In this article, we demonstrate how to solve problem 11 of the Advent of Code 2022 using pure TensorFlow. While TensorFlow is primarily known for its applications in deep learning and neural networks, it offers powerful and flexible tools for working with tensors and performing computations on them. The problem at hand revolves around the interactions of multiple monkeys inspecting items, making decisions based on their worry levels, and following a set of rules. By leveraging TensorFlow’s features, such as
tf.function, we can implement an efficient and elegant solution to this challenging puzzle. We will delve into the code, analyze different sections, and explain the rationale behind the various techniques used. Furthermore, this article provides insights into how TensorFlow can be employed for solving complex problems beyond its traditional applications in machine learning.

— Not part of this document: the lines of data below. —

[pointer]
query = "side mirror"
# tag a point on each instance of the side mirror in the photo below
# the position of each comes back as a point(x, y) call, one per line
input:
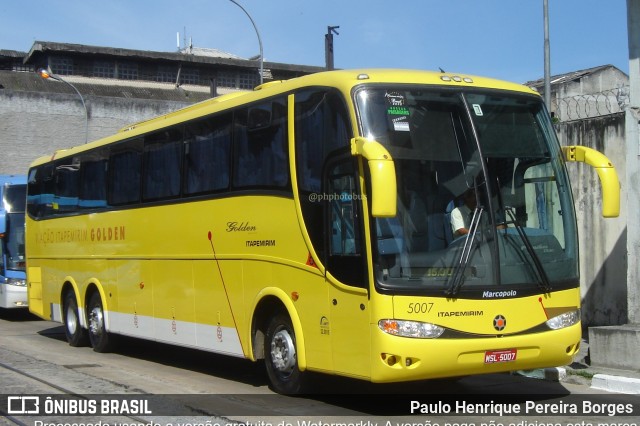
point(606, 172)
point(383, 175)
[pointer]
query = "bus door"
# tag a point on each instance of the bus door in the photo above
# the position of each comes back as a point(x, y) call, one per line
point(346, 267)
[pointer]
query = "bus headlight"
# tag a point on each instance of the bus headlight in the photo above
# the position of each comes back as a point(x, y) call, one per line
point(564, 320)
point(420, 330)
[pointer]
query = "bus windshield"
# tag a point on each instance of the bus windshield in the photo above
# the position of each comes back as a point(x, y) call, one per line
point(14, 197)
point(484, 206)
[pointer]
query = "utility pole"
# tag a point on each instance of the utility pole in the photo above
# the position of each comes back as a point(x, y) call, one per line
point(328, 46)
point(547, 60)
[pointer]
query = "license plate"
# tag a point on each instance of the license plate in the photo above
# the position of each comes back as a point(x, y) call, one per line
point(506, 355)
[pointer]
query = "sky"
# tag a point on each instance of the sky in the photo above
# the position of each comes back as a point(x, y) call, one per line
point(494, 38)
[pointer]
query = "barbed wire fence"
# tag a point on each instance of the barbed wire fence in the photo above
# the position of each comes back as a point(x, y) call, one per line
point(592, 105)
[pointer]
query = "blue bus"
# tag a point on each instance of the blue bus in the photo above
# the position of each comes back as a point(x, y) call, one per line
point(13, 288)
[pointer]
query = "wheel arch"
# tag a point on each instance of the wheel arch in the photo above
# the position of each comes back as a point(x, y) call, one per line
point(268, 302)
point(94, 286)
point(70, 286)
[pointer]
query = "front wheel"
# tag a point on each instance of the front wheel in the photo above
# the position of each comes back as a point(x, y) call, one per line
point(280, 357)
point(101, 341)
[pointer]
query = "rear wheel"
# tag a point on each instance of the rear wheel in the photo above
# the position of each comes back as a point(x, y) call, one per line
point(281, 358)
point(101, 341)
point(76, 335)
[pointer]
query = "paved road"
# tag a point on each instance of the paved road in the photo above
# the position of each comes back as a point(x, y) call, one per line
point(183, 385)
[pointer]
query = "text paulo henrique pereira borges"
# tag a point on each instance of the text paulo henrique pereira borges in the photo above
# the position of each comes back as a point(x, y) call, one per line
point(523, 408)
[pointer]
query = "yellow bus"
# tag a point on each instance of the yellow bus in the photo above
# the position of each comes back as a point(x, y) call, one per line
point(308, 223)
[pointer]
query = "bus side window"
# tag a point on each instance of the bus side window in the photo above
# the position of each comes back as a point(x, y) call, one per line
point(260, 140)
point(40, 191)
point(67, 184)
point(93, 181)
point(124, 175)
point(345, 233)
point(162, 164)
point(208, 151)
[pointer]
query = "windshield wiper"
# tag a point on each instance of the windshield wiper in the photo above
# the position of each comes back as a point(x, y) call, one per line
point(457, 279)
point(533, 260)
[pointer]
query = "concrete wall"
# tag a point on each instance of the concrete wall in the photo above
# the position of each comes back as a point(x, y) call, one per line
point(35, 124)
point(603, 242)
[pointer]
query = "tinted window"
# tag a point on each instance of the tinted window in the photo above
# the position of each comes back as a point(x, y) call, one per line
point(124, 174)
point(260, 136)
point(208, 150)
point(162, 164)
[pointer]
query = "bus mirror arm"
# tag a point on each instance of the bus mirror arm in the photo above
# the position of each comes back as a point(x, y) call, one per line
point(383, 175)
point(606, 172)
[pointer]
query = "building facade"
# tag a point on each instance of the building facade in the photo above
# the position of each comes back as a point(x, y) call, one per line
point(116, 87)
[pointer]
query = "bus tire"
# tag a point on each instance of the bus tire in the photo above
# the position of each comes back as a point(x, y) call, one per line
point(101, 340)
point(280, 357)
point(76, 335)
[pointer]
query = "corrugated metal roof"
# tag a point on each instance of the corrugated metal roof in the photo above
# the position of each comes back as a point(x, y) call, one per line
point(45, 47)
point(570, 76)
point(31, 82)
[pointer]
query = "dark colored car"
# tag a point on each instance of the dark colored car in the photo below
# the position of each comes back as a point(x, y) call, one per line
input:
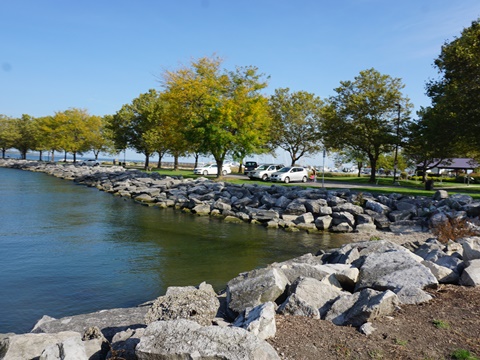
point(250, 166)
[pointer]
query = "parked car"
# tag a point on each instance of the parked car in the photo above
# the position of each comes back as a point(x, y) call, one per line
point(264, 171)
point(250, 166)
point(290, 174)
point(211, 169)
point(90, 162)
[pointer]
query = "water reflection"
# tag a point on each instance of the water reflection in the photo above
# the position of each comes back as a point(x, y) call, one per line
point(75, 249)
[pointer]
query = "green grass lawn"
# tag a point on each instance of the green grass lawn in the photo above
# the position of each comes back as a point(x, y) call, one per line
point(383, 185)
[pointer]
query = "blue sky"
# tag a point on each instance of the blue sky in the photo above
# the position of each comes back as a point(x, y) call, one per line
point(99, 55)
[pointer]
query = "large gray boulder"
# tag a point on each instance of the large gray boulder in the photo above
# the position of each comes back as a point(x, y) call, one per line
point(255, 287)
point(471, 248)
point(361, 307)
point(69, 349)
point(197, 304)
point(32, 346)
point(471, 274)
point(184, 339)
point(311, 297)
point(108, 321)
point(394, 270)
point(259, 320)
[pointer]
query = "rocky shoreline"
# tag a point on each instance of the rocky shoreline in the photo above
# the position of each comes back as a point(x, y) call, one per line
point(349, 286)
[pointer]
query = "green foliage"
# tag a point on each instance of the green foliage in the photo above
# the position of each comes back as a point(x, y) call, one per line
point(453, 229)
point(8, 134)
point(219, 112)
point(296, 122)
point(455, 94)
point(363, 117)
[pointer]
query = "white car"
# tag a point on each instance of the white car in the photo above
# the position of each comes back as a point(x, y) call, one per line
point(211, 170)
point(264, 171)
point(290, 174)
point(90, 162)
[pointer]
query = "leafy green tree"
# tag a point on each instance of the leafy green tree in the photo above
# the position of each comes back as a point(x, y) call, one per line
point(218, 111)
point(76, 129)
point(8, 134)
point(99, 139)
point(359, 159)
point(136, 125)
point(49, 134)
point(26, 137)
point(297, 119)
point(428, 142)
point(456, 94)
point(362, 118)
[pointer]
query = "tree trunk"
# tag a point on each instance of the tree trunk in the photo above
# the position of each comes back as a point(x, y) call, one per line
point(147, 161)
point(373, 165)
point(175, 162)
point(359, 166)
point(196, 160)
point(219, 167)
point(160, 157)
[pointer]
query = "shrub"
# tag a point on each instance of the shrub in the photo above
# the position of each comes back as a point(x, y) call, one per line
point(453, 229)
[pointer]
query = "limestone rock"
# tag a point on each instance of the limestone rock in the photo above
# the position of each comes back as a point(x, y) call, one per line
point(471, 274)
point(31, 346)
point(184, 339)
point(259, 320)
point(199, 305)
point(108, 321)
point(255, 287)
point(361, 307)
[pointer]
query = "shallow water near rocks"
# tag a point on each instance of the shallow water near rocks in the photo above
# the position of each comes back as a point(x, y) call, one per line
point(68, 249)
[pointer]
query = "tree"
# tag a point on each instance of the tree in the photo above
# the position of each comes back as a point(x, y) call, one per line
point(136, 125)
point(8, 135)
point(218, 111)
point(456, 94)
point(99, 139)
point(359, 159)
point(428, 142)
point(25, 130)
point(76, 130)
point(362, 118)
point(297, 118)
point(49, 132)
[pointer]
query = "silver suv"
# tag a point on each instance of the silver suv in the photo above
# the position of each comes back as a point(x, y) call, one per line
point(264, 171)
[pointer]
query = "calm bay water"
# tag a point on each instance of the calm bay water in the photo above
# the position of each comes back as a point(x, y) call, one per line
point(67, 249)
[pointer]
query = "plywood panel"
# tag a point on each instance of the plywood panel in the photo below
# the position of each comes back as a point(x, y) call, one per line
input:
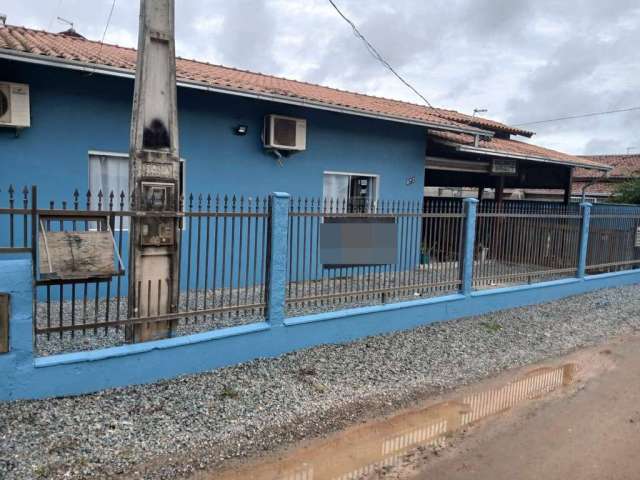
point(76, 254)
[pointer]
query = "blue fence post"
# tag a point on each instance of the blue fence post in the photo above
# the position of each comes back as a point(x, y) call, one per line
point(277, 274)
point(468, 244)
point(585, 208)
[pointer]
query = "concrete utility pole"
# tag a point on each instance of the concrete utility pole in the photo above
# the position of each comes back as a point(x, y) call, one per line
point(154, 176)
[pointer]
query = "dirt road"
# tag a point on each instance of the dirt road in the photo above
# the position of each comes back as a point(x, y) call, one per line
point(591, 433)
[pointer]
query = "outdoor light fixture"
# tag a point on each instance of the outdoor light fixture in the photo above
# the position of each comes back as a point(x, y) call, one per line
point(240, 130)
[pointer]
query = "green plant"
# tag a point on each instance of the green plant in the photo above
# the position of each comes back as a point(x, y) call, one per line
point(628, 192)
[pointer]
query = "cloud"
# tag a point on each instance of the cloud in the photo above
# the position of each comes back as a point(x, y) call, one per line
point(523, 60)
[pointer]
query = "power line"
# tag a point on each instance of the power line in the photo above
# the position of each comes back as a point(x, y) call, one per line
point(55, 14)
point(372, 50)
point(583, 115)
point(106, 27)
point(104, 34)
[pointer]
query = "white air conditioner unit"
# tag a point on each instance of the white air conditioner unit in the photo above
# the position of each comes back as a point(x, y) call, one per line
point(14, 105)
point(285, 133)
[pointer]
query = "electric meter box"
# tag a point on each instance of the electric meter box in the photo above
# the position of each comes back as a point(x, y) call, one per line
point(157, 231)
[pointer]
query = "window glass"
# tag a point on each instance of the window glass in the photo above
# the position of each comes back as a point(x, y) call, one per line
point(109, 173)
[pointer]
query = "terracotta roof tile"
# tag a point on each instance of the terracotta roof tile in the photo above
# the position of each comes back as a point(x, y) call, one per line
point(78, 49)
point(515, 147)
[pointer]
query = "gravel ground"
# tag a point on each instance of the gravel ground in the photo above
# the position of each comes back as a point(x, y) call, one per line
point(169, 429)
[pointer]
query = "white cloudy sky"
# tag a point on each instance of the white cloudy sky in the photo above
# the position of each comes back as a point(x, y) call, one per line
point(523, 60)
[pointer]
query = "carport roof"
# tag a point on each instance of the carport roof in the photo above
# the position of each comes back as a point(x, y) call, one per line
point(508, 148)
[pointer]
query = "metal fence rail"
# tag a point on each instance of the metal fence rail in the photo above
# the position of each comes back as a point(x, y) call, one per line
point(15, 219)
point(222, 278)
point(427, 262)
point(523, 242)
point(225, 256)
point(91, 304)
point(614, 238)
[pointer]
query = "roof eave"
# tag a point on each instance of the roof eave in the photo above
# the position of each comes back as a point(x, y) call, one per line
point(533, 158)
point(27, 57)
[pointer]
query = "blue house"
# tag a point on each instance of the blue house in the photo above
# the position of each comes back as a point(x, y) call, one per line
point(79, 100)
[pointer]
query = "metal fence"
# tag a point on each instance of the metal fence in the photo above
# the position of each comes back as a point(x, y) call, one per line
point(427, 260)
point(523, 242)
point(614, 238)
point(225, 255)
point(15, 219)
point(223, 265)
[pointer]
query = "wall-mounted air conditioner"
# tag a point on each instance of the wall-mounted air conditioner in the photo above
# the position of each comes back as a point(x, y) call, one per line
point(285, 133)
point(14, 105)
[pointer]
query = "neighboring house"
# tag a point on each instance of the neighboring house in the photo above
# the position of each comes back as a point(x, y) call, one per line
point(600, 186)
point(358, 147)
point(597, 186)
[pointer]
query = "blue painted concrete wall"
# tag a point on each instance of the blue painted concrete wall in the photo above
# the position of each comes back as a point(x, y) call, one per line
point(75, 373)
point(73, 112)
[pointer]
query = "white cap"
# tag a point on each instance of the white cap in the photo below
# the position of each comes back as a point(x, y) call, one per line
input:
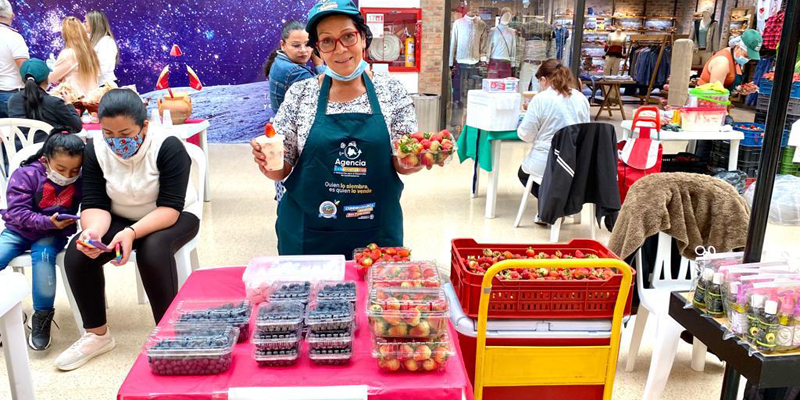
point(708, 274)
point(771, 307)
point(757, 300)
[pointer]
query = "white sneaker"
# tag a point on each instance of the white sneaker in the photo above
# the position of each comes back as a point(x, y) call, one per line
point(87, 347)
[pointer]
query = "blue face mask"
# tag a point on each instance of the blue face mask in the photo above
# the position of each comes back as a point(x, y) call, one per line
point(356, 74)
point(125, 148)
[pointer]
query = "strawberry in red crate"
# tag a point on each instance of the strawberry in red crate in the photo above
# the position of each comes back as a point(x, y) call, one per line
point(366, 257)
point(425, 149)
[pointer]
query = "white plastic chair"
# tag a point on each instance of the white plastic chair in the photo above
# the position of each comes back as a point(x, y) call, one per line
point(655, 301)
point(11, 129)
point(14, 288)
point(555, 229)
point(186, 260)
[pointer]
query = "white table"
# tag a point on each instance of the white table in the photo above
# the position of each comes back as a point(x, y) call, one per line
point(733, 136)
point(492, 112)
point(184, 132)
point(14, 288)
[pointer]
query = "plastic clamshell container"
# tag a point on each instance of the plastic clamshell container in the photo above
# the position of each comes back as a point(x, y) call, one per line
point(290, 291)
point(584, 299)
point(233, 312)
point(198, 350)
point(409, 274)
point(412, 355)
point(408, 313)
point(385, 254)
point(276, 341)
point(332, 290)
point(330, 315)
point(695, 119)
point(320, 357)
point(280, 358)
point(329, 340)
point(281, 316)
point(262, 272)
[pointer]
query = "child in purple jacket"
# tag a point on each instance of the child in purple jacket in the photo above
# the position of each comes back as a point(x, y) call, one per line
point(44, 186)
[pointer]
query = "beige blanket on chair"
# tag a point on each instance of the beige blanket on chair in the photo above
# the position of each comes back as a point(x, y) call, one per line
point(696, 210)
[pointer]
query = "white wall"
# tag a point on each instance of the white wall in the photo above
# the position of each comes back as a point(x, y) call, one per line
point(410, 79)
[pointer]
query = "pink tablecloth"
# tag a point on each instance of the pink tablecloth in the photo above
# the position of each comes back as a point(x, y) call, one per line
point(363, 369)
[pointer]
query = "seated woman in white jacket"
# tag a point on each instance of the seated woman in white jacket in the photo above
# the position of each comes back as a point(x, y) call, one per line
point(104, 45)
point(558, 105)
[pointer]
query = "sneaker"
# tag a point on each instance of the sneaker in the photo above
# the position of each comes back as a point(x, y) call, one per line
point(39, 338)
point(87, 347)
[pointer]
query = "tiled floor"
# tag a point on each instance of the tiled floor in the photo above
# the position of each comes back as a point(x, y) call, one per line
point(239, 224)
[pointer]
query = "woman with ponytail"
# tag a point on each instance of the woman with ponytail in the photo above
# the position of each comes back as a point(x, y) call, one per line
point(558, 105)
point(43, 194)
point(76, 65)
point(34, 103)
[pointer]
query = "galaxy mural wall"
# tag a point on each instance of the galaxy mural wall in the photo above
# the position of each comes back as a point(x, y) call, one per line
point(225, 41)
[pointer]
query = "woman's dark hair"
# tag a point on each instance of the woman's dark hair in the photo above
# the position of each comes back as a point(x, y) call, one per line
point(60, 141)
point(558, 75)
point(358, 21)
point(288, 28)
point(122, 102)
point(32, 99)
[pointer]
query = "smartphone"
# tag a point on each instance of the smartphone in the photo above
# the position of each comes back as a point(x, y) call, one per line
point(94, 244)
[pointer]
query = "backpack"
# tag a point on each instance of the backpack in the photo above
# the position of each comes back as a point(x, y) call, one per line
point(642, 156)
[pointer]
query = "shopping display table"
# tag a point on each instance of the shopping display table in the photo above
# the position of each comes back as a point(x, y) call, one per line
point(733, 136)
point(194, 131)
point(221, 283)
point(766, 372)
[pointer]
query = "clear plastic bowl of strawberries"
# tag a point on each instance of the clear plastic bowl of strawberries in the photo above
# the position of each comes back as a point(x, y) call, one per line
point(425, 149)
point(409, 274)
point(412, 355)
point(366, 257)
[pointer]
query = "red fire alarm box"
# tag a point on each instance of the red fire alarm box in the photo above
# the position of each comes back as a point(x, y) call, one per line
point(396, 37)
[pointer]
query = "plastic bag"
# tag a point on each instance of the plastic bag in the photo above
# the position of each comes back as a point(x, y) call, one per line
point(735, 178)
point(785, 206)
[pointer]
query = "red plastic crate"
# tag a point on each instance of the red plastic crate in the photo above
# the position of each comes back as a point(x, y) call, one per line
point(583, 299)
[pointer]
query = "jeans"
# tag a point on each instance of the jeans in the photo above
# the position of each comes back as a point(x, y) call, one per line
point(4, 96)
point(43, 259)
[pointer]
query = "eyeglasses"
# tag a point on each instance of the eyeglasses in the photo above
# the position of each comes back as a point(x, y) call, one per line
point(328, 45)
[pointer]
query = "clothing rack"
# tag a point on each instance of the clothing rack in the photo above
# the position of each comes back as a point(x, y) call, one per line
point(648, 40)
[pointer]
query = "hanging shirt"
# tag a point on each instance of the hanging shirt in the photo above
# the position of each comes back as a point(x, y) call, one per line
point(772, 31)
point(468, 40)
point(547, 113)
point(502, 43)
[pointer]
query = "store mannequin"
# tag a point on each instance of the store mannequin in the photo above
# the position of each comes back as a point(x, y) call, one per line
point(468, 49)
point(702, 34)
point(502, 48)
point(615, 51)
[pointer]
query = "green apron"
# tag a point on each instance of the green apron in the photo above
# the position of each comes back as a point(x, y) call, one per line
point(343, 192)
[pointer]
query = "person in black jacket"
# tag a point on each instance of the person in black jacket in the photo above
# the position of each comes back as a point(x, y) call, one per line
point(34, 103)
point(581, 168)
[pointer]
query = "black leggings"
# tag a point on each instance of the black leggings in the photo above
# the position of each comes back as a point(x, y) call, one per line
point(155, 258)
point(523, 177)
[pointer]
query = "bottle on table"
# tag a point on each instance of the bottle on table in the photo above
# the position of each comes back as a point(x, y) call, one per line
point(714, 305)
point(703, 281)
point(785, 335)
point(755, 309)
point(766, 339)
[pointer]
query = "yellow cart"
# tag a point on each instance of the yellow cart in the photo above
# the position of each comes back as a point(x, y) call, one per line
point(497, 366)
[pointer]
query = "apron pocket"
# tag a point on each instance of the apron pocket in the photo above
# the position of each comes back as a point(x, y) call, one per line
point(338, 241)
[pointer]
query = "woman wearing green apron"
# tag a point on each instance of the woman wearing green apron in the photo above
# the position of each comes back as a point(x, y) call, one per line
point(341, 180)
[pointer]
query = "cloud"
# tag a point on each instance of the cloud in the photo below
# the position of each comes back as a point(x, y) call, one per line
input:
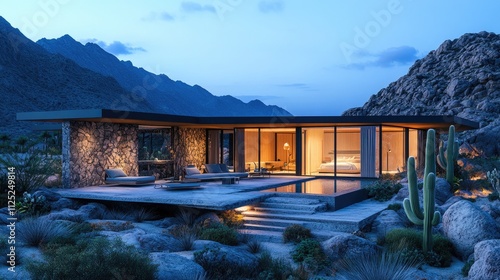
point(194, 7)
point(153, 16)
point(297, 86)
point(117, 48)
point(271, 6)
point(388, 58)
point(248, 98)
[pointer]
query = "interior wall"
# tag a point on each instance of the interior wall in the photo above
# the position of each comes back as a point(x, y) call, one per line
point(267, 145)
point(314, 149)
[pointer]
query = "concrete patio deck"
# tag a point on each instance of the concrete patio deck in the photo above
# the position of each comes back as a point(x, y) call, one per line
point(211, 195)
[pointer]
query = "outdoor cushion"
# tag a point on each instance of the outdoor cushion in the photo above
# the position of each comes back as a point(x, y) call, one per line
point(223, 168)
point(192, 171)
point(213, 168)
point(115, 173)
point(131, 180)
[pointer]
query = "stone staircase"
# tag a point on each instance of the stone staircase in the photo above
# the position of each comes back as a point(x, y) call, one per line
point(267, 221)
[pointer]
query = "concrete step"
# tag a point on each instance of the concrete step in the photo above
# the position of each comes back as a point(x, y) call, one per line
point(263, 235)
point(313, 222)
point(271, 222)
point(316, 207)
point(293, 200)
point(283, 210)
point(264, 227)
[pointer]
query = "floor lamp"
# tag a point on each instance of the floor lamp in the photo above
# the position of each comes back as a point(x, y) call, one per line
point(286, 147)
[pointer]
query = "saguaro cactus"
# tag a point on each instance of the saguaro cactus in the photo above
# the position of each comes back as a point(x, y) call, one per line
point(428, 217)
point(494, 179)
point(447, 160)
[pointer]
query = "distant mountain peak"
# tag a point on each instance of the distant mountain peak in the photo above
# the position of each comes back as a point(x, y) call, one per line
point(164, 94)
point(461, 77)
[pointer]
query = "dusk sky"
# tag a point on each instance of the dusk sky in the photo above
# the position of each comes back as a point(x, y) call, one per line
point(317, 57)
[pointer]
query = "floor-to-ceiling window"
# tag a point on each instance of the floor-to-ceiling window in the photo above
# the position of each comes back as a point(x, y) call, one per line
point(393, 153)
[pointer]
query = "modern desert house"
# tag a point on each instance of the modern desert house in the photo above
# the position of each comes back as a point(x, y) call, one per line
point(354, 146)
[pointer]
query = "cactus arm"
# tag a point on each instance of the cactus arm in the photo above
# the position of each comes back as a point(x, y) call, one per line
point(429, 192)
point(430, 154)
point(413, 189)
point(441, 159)
point(409, 213)
point(450, 155)
point(436, 219)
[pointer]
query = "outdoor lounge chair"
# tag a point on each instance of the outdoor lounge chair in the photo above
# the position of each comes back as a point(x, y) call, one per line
point(214, 171)
point(118, 177)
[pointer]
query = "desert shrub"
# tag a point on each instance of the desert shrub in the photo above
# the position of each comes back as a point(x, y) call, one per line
point(310, 252)
point(143, 214)
point(254, 246)
point(218, 267)
point(39, 231)
point(186, 236)
point(377, 266)
point(493, 196)
point(96, 258)
point(466, 268)
point(32, 204)
point(296, 233)
point(403, 237)
point(231, 218)
point(409, 243)
point(383, 190)
point(394, 206)
point(32, 169)
point(219, 233)
point(443, 248)
point(278, 268)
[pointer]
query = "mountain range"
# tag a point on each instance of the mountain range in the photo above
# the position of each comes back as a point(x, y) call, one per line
point(461, 77)
point(63, 74)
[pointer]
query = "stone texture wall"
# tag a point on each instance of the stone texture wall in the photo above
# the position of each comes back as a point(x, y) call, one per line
point(189, 148)
point(90, 148)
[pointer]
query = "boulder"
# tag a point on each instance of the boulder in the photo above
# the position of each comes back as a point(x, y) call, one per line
point(347, 246)
point(172, 266)
point(465, 224)
point(487, 261)
point(64, 203)
point(386, 221)
point(50, 196)
point(93, 210)
point(68, 215)
point(442, 208)
point(217, 252)
point(153, 242)
point(443, 191)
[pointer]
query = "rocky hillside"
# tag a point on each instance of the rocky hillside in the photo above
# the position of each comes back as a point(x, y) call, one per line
point(166, 95)
point(461, 77)
point(32, 79)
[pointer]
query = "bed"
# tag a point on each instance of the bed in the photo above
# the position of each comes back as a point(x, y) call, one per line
point(350, 165)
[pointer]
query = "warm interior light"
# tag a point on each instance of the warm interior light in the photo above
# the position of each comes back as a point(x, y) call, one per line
point(473, 193)
point(242, 209)
point(286, 146)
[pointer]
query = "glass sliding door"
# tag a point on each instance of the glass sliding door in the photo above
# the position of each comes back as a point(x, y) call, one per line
point(393, 150)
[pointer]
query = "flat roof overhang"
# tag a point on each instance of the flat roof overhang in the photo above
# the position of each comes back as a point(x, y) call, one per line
point(156, 119)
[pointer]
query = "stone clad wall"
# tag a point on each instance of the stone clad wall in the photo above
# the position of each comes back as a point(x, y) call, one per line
point(90, 148)
point(189, 148)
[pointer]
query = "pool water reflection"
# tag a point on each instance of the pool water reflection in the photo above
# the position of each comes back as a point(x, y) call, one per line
point(323, 186)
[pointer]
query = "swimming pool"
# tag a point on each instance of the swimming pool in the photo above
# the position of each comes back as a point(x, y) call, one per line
point(323, 186)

Day 11: Monkey in the Middle
In the Advent of Code 2022 problem 11, you are tasked with predicting the behavior of monkeys who have stolen your items. The monkeys operate based on your worry level for each item. The input consists of a description of multiple monkeys, including their starting items (represented by worry levels), an operation to modify the worry level, a test to decide where to throw the item, and the destination monkeys for both true and false test outcomes. The monkeys take turns inspecting and throwing items in rounds.
The input dataset looks like
Monkey 0: Starting items: 79, 98 Operation: new = old * 19 Test: divisible by 23 If true: throw to monkey 2 If false: throw to monkey 3 Monkey 1: Starting items: 54, 65, 75, 74 Operation: new = old + 6 Test: divisible by 19 If true: throw to monkey 2 If false: throw to monkey 0 [...]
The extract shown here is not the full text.